I am a 3D modeler, modeling objects for fun for over 10 years. I know how to build many game things, even use the engines, the only thing missing was programming, and with Chatgpt, it is giving me the opportunity to create games. So I just need to build good code without bugs, and the beauty of the game, I do.
You inability to manage money is your own problem. Set aside $5 a month and you'll have the money in about 2 years which would have been the time you spent developing the game. Or as said. ask friends and family for a loaner. And there's also going to an actual bank.
IOr push come to shove. Get an extra job. I mean if you had the spare time to develop the game, you have enough spare time to leverage with a job.
Yeah but you are playing the victim m8.
The system works as intended. Heck if you ask most gamers they'd say it should be doubled to $200 to weed out more of the trash developers pushing junk games on the platform.
Pretty much.
And if he's relying on ChatGPT to write his code.. hoo-boy. I do not have high expectations for that game.

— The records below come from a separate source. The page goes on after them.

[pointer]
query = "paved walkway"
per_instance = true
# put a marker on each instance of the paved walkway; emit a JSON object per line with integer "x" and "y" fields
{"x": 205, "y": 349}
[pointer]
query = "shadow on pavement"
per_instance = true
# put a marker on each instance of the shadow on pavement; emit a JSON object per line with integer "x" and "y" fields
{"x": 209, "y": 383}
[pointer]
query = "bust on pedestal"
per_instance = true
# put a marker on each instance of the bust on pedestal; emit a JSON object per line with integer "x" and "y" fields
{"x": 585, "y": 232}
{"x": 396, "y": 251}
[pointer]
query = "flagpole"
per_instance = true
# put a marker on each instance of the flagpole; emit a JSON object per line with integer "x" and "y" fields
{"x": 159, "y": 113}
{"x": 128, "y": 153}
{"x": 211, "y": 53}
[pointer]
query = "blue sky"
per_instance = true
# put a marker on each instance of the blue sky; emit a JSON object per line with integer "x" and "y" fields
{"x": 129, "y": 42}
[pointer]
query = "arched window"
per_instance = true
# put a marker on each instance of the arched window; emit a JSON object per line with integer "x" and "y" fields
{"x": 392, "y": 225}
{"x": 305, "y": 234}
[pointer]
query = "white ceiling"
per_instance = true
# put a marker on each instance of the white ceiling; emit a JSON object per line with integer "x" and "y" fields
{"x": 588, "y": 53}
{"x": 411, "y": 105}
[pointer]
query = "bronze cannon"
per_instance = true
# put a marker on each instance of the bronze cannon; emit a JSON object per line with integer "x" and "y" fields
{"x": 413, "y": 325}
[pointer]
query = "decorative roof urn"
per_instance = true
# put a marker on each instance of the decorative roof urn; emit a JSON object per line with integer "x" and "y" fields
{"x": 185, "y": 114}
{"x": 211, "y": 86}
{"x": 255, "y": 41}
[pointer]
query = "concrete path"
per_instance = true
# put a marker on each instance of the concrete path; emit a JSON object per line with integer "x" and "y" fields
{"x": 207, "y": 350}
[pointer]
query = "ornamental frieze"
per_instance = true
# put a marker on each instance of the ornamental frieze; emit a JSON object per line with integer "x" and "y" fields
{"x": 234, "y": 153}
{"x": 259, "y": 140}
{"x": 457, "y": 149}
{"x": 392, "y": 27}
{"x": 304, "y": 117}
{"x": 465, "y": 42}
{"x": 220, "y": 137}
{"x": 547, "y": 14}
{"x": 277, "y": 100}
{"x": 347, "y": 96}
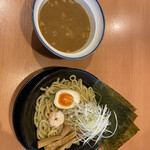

LLMs are good at making text you could believe was in a language. But just because the text looks like English or C++ or whatever doesn't mean it actually means anything or has any basis in fact, even within the context of the single conversation.
Grant Sanderson (3Blue1Brown) has a long series on how LLMs work, as well as this short:
https://www.youtube.com/watch?v=KHEtJUlpqcg
It's a more sophisticated version of a Markov chain, but it does the same thing. Making a Markov chain generator is frequenty used as an exercise for beginner programmers. If you haven't done it and you're interested in programming, try it out and see how much even that simple program that's less than a hundred lines long can make text that fools humans.
A game that can be finished in less than two hours is going to struggle on Steam. Namely from those that will buy the game, finish it, then request a refund.
That's what keeps many small games from ever hitting that $1000 sales goal to both refunding the $100 back to the developer and the game getting out of the "learning" phase and being able to have trading cards and achievements counting towards the players global achievement stats.
I understand that indie games will sell more, but no programmer today is without an AI to guide or solve problems where the programmer doesn't see.